Changelog

We’re excited to share that Workato now supports HashiCorp Vault secrets engine, a security feature many of our customers have been asking for.

HashiCorp Vault is an external secrets manager that lets you store and retrieve passwords and API tokens in a secure way. And trust us, this comes in super handy when you create or update a connection on Workato.

Here’s a quick guide on setting it up for your workspaces.

We introduced API Clients for Developer APIs this January, which allows users to grant clients granular role and project-based app access. It’s now enhanced with:

• IP Whitelisting
• Developer APIs to manage API clients
• Support for project-level lookup tables, project properties, API Platform collections and API Platform Clients
• Recipe Operator connector support for API Client tokens

See API Clients’ documentation for more.

More audit events have been added, to track changes to a workspace’s security and permissions settings.

This allows admins more visibility to troubleshoot changes.

See the full list of account activities tracked.

We have launched status pages for each region, so users can monitor our systems’ status, check for incidents—and subscribe to email updates.

• USA status page
• Europe status page
• Singapore status page
• Japan status page 

With API Clients, users can now grant clients granular role and project-based app access. For greater security, view-once tokens are now available. Read this update’s documentation, or go to the revamped Workspace Access to start configuring.

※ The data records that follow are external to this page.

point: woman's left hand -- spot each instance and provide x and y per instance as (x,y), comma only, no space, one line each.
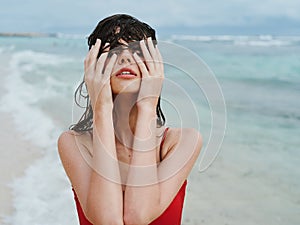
(152,69)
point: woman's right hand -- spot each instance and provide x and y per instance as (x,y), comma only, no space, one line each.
(97,76)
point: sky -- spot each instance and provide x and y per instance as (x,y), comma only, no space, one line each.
(281,17)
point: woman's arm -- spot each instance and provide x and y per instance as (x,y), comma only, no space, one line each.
(96,180)
(150,187)
(142,192)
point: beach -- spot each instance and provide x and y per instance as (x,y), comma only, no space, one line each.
(254,179)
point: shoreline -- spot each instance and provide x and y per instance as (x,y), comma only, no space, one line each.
(16,156)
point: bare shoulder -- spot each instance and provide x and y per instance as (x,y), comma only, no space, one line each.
(70,140)
(182,137)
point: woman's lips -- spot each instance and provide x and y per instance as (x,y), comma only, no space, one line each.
(126,73)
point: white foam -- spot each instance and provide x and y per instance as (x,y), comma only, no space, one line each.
(42,193)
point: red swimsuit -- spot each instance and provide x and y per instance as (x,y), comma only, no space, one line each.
(171,216)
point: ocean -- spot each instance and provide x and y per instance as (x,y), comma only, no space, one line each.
(244,99)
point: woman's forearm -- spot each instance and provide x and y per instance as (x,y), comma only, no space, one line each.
(105,199)
(142,193)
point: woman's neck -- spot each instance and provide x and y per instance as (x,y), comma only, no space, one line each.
(124,117)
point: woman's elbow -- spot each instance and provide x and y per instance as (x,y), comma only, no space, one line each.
(136,218)
(99,219)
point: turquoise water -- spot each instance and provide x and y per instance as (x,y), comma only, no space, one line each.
(259,77)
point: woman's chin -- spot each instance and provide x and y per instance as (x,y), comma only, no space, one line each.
(126,87)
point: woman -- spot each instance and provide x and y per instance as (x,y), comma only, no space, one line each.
(124,165)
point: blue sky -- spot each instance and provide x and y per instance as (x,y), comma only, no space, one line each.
(186,16)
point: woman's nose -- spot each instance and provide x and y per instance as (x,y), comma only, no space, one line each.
(125,57)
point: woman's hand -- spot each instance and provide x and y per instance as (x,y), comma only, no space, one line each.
(97,76)
(152,75)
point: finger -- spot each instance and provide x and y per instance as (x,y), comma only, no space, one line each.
(147,55)
(160,61)
(141,65)
(93,53)
(151,48)
(101,62)
(109,67)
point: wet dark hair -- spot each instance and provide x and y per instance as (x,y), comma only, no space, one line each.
(111,30)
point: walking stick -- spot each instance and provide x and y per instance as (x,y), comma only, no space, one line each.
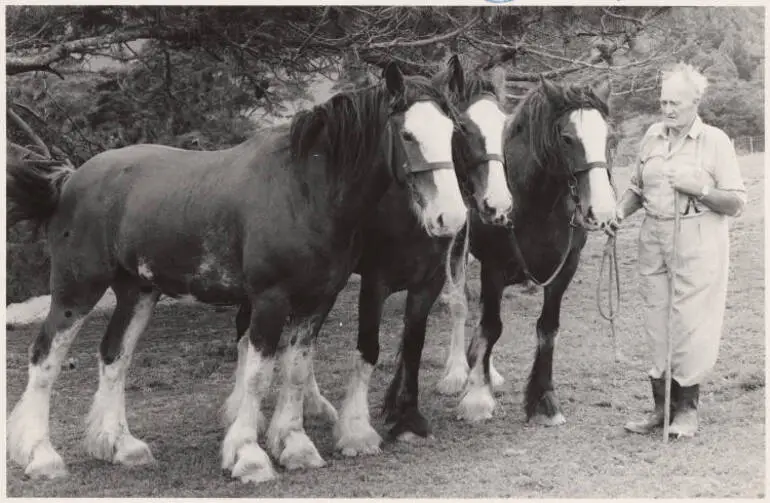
(670,324)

SCIM Provisioning allows our customers to automate the entire user lifecycle management process. From the time a user joins the company and needs access to Workato (provisioning), requires more privileges (profile updates), and finally, to the time they leave (de-provisioning). This eliminates any manual and error prone actions that IT admins must take on the Workato platform as provisioning actions will be automatically synced with their identity provider (IdP) like Okta, OneLogin etc..  This release includes:

• Full lifecycle management actions (Create users, update user attributes like workato_role, and de-provision users with supported IdP's like Okta, OneLogin, CyberArk Idaptive)
• Ability to provision single or multiple Workato Workspaces from identity platforms
• Ability to remove environment / Workspace access from identity platforms
• Ability to provision, update, de-provision users at the individual or group level
• Track all access related changes on audit logs across all environments and differentiate between automatic and manual changes

Learn more about account provisioning with SCIM by checking out the documentation.

While each Workato data center has its own IPs to use for outbound allow lists, there is a need to restrict inbound requests to Workato for OPA usage.  This is where the On-Prem Agent allow lists helps solve for this.  Admins can easily add an IP allow list at the group level to restrict agents in the group. These additional IP restrictions will help organizations increase their security by decreasing their network attack surface. 

As part of an effort to provide more granular permissions across the platform, Properties are now called “Environment Properties” as they are global properties on an environment level. This allows more control and protection when using Environment Properties.

Previously “full access” was the only permission.  New permissions are now available:

• View 
• Edit records,
• Create
• Delete

With this SAML SSO enhancement, you will now be able to manage the roles of your collaborators from your identity provider that you used to configure SAML SSO. This allows you to govern roles you already use without having to duplicate in Workato, allowing for a more efficient way of managing role changes across different workspaces.

What this means:

• Admins no longer need to manage collaborator roles manually on the Workato platform
• Users are able to provision / de-provision environment-specific access to your collaborators from their identity provider via custom / system roles.
• Workato roles are automatically synced and updated from user profile data on your organization’s identity provider each time a user signs into Workato via SAML SSO

Customers can now choose to host their Workato instance in the new Singapore data center.